Some of India’s legions of poor and others suddenly thrown out of work by a nationwide stay-at-home order began receiving aid on Thursday, as both public and private groups worked to blunt the impact of efforts to curb the coronavirus pandemic.

India’s finance ministry announced a 1.7 trillion ($22 billion) economic stimulus package that will include delivering grains and lentil rations for three months to 800 million people, some 60% of the world’s second-most populous country.

In the meantime, police in one state were giving rations of rice to shanty dwellers, while another state’s government deposited cash into the bank accounts of newly unemployed workers. Aid groups worked to greatly expand the number of meals they could hand out.
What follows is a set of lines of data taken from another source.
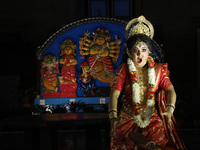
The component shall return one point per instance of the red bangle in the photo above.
(171, 105)
(112, 110)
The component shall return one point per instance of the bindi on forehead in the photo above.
(140, 45)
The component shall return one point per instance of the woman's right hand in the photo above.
(112, 126)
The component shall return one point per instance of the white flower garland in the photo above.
(136, 96)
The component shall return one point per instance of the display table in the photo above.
(41, 130)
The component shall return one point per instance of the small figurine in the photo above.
(68, 63)
(49, 76)
(101, 51)
(87, 81)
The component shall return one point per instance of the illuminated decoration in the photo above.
(68, 61)
(49, 76)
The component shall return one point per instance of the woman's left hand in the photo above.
(168, 115)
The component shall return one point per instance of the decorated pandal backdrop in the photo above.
(80, 60)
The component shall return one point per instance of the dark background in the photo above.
(25, 25)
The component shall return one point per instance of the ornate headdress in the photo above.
(101, 32)
(67, 43)
(139, 26)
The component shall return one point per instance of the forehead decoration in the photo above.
(139, 26)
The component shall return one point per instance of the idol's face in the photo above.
(140, 54)
(100, 40)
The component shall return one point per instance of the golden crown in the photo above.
(139, 26)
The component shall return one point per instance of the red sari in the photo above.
(157, 130)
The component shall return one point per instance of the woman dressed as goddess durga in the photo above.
(143, 122)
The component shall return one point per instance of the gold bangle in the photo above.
(170, 109)
(113, 115)
(151, 142)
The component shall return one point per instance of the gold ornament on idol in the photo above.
(139, 26)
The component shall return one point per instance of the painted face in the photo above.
(140, 53)
(68, 50)
(100, 40)
(86, 68)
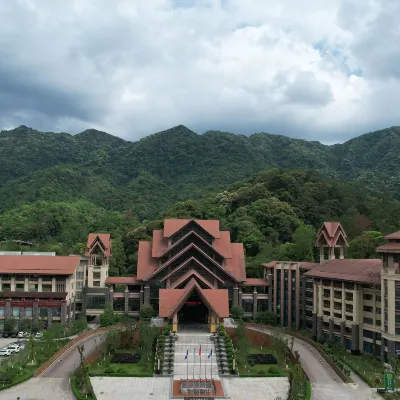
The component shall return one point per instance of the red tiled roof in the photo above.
(395, 235)
(146, 264)
(34, 295)
(331, 232)
(395, 247)
(171, 299)
(223, 244)
(256, 282)
(105, 238)
(40, 265)
(218, 300)
(159, 244)
(367, 270)
(172, 226)
(117, 280)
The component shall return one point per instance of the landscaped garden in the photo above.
(21, 366)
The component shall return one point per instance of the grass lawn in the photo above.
(264, 369)
(14, 369)
(103, 367)
(366, 366)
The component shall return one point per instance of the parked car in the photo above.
(5, 352)
(14, 348)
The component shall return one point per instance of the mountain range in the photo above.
(147, 176)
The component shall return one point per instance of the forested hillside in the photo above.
(58, 187)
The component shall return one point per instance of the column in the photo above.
(212, 325)
(269, 291)
(319, 326)
(175, 322)
(7, 310)
(111, 297)
(146, 295)
(141, 296)
(331, 328)
(126, 304)
(64, 313)
(303, 302)
(255, 302)
(342, 333)
(35, 312)
(355, 338)
(314, 326)
(49, 316)
(235, 298)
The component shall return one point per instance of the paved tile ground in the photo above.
(131, 388)
(40, 389)
(256, 388)
(191, 342)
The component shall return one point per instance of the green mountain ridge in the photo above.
(148, 176)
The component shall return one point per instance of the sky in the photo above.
(325, 70)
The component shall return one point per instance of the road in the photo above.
(54, 382)
(326, 384)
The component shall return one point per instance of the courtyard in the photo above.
(159, 388)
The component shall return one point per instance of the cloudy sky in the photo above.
(323, 70)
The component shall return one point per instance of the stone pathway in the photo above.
(191, 366)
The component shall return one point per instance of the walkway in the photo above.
(326, 385)
(54, 382)
(191, 366)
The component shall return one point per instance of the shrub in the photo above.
(273, 370)
(237, 312)
(146, 312)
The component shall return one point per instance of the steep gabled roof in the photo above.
(172, 299)
(39, 265)
(330, 233)
(171, 226)
(105, 240)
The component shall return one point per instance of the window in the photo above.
(79, 275)
(96, 275)
(96, 302)
(248, 305)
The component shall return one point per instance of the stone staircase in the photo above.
(191, 342)
(169, 351)
(222, 359)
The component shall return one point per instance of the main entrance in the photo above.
(193, 311)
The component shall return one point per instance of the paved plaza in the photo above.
(107, 388)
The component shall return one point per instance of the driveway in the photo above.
(326, 385)
(54, 382)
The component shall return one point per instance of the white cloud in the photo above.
(320, 70)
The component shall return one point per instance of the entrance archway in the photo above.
(193, 311)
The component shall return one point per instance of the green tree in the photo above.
(146, 312)
(304, 240)
(237, 312)
(107, 318)
(267, 318)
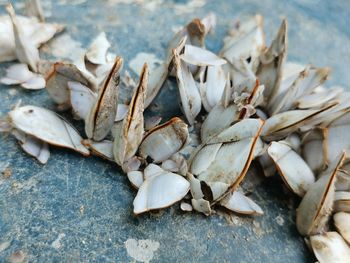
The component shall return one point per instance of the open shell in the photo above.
(131, 131)
(330, 247)
(163, 141)
(47, 126)
(292, 168)
(159, 191)
(102, 114)
(316, 206)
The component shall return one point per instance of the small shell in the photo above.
(26, 51)
(332, 143)
(97, 52)
(202, 206)
(225, 158)
(239, 203)
(160, 191)
(189, 94)
(200, 57)
(82, 99)
(282, 124)
(330, 247)
(47, 126)
(316, 206)
(33, 146)
(186, 207)
(342, 201)
(246, 42)
(102, 149)
(131, 131)
(33, 8)
(159, 75)
(20, 74)
(271, 63)
(313, 151)
(304, 84)
(102, 114)
(342, 223)
(57, 82)
(164, 140)
(292, 168)
(218, 119)
(135, 178)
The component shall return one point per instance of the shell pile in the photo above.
(245, 103)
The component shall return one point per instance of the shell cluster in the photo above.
(244, 104)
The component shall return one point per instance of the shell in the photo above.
(342, 224)
(304, 84)
(316, 206)
(239, 203)
(292, 168)
(313, 151)
(25, 49)
(32, 29)
(97, 52)
(342, 201)
(57, 82)
(47, 126)
(159, 191)
(189, 94)
(102, 114)
(246, 42)
(33, 146)
(225, 158)
(102, 149)
(82, 99)
(271, 63)
(330, 247)
(200, 57)
(164, 140)
(131, 131)
(20, 74)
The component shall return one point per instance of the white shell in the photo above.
(97, 52)
(102, 115)
(103, 148)
(271, 63)
(130, 133)
(200, 57)
(25, 49)
(330, 248)
(342, 223)
(20, 74)
(239, 203)
(316, 206)
(160, 191)
(165, 140)
(34, 30)
(292, 168)
(189, 94)
(33, 146)
(246, 41)
(47, 126)
(82, 99)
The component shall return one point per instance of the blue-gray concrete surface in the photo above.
(87, 202)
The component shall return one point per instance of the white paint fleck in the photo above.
(137, 62)
(57, 242)
(189, 7)
(4, 245)
(141, 250)
(12, 92)
(279, 219)
(64, 46)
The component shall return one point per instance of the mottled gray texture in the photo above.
(77, 209)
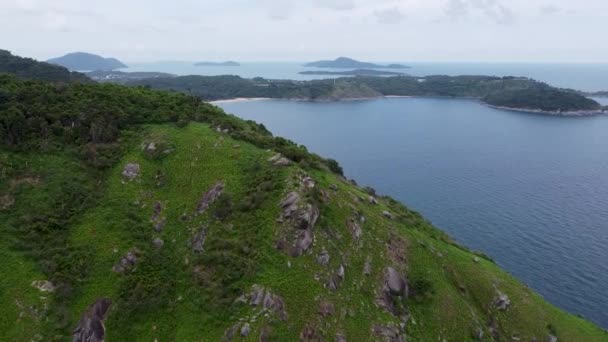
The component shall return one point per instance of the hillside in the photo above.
(349, 63)
(27, 68)
(144, 215)
(82, 61)
(511, 92)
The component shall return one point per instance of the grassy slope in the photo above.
(175, 294)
The unprecedented order keeping India’s 1.3 billion people at home for all but essential trips to places like markets or pharmacies is meant to keep the virus from surging above the 593 active cases and 13 deaths currently recorded and overwhelming an already strained health care system.

The measures that went into effect Wednesday — the largest of their kind in the world — risk heaping further hardship on the quarter of the population who live below the poverty line and the 1.8 million who are homeless.

COVID-19 in springtime …

The manicured lawns and pathways winding the flower beds at the Keukenhof spring garden, normally crowded with thousands of visitors on any given sun-splashed spring day, were deserted Thursday.

A lonely worker pushed his wheelbarrow through the garden, carrying out maintenance even though nobody will be allowed to visit the Dutch park this season because of restrictions aimed at slowing the spread of the coronavirus.

“It feels very bad, you can imagine,” said Keukenhof Director Bart Siemerink. “It really hurts. For all the gardeners, for all the people involved.”

In a normal year, there are plenty of people — some 1,300 — involved in grooming the garden, working in stores and restaurants and maintaining order in the busy parking lot.

But this is not a normal year and now only about 40-50 staff are working to maintain the park to ensure it can reopen in 2021.

The Keukenhof’s annual eight-week opening, which usually attracts some 1.5 million visitors from more than 100 countries, was postponed last week, and on Wednesday cancelled altogether. It’s not the only major Dutch tourist site that has fallen victim to the virus’ march across the world. The Van Gogh Museum and Rijksmuseum in Amsterdam are shuttered, and even the brothels in the city’s Red Light district have closed down.